A 65 01000001 OFF-ON-OFF-OFF-OFF-OFF-OFF-ON
H 72 01001000 OFF-ON-OFF-OFF-ON-OFF-OFF-OFF
O 79 01001111 OFF-ON-OFF-OFF-ON-ON-ON-ON
Y 89 01011001 OFF-ON-OFF-ON-ON-OFF-OFF-ON

The child sat up, considering this. “But if she wanted to say ‘AHOY’, couldn’t she just say it?”

“Of course she could. There are easier ways to think and talk than flashing light back and forth with a heliograph. But the important thing is that it’s possible. That light is all you need to exchange any sort of information.”

Any sort of information?” The child asked.

“Yes.”

“But what about real things, like the bread the baker was selling in the city’s market.”

“Even that bread is information, if you look closely enough. You would need an incredible microscope–the most powerful microscope you can imagine, and then some–but if you squinted at it just right, you would see the loaf of bread is nothing more than a bundle of particles arranged just so. The signaler would need quite some time to transmit them all, but with a code describing how the particles are arranged and machines that could scan them and print them back out–and patience, and very fast fingers–the heliograph could signal bread, or coins, or anything else.

“Now, even though money or bread or anything else can be sent in flashes of light, you won’t see many wagons full of 0s and 1s laying about the market. ON and OFF are wonderfully simple things, but they aren’t very convenient ways to represent complicated ideas. It’s much easier to trade in ‘coins’ and ‘loaves’ than bits of information, and so everyone just does that.

“The only trouble is that everyone has to agree on what those more complicated things mean. Have you ever wondered, ‘what is a coin?’”

“Something valuable, of course.”

“And where does it come from?”

“The ground, I guess.”

“Does that make salt a coin?”

“No, coins are metal. And you can use them to buy things.”

“So, what about a golden nugget?”

“Coins have someone’s face stamped on them.”

“You see the problem, though?”

The child nodded.

“And that’s just a coin.
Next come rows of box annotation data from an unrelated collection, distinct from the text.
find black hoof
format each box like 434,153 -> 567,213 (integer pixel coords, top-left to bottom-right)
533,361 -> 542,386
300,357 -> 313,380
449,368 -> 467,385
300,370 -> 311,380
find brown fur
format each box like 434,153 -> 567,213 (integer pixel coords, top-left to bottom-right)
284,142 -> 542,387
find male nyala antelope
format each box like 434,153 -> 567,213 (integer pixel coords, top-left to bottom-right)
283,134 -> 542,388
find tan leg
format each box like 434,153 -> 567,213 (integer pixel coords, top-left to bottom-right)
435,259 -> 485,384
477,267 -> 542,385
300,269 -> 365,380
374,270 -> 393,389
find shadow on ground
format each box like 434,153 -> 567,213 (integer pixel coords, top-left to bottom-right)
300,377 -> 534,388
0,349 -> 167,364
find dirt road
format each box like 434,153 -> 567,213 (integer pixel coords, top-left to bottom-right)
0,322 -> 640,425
Most things have many different properties, and there are many different ways we can describe them. But if we can describe them, something magical happens. If everyone agrees about what a coin is and how it may be used, we can make a rule. The market can do business. And we can start to write more complicated rules describing where coins fit inside the city—rocks can’t buy coins, coins can’t line politicians’ pockets, and so on.
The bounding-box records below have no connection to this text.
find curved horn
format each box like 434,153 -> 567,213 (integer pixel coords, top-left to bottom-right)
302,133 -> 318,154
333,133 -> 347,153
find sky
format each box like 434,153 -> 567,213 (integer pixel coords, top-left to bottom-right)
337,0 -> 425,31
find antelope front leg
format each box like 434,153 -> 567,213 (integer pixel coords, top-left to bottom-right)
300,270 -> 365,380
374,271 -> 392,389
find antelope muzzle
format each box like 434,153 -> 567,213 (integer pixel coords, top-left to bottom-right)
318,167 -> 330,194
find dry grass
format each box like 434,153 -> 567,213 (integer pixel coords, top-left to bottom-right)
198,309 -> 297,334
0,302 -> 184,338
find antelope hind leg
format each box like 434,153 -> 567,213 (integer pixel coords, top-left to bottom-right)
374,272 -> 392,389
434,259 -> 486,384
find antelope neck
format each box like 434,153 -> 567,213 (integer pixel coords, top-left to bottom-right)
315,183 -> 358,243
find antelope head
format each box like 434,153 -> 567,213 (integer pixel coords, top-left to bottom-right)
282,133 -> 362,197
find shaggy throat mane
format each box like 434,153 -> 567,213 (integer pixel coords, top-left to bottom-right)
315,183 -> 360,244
“Soon every situation that might involve a coin is utterly predictable, but it doesn’t stop there. From loaves of bread, to the city walls, to the people of the city themselves, the rules encompass everything. As the scribes scribble furiously away in the Ministry of Truth, the city’s mysteries disappear.

“What happens when there are no mysteries left?” asked the child.
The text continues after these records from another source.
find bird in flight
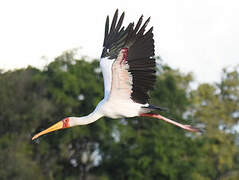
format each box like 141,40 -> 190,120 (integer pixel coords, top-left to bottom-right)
32,9 -> 199,140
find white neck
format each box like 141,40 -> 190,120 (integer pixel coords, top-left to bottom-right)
69,110 -> 103,127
“Oh, there will always be mysteries.” The woman answered. “Sometimes travelers arrive in the city from distant lands, their packs bursting with exotic trinkets. Their bread may not look like bread, and their coins may not look like coins. And what is the city to make of all that?

“When strangers approach the walls, they must present their wares for inspection. The guards poke, prod, and ponder every item. Does it have a place in the city or not? The goods are admitted, and–if the guards are thorough–the mysteries stay outside the walls.

“And if they aren’t thorough?”

The woman smiled as she tucked the child in. “Well, that’s when things get exciting.”

She stood up.

“But that’s a story for another night.”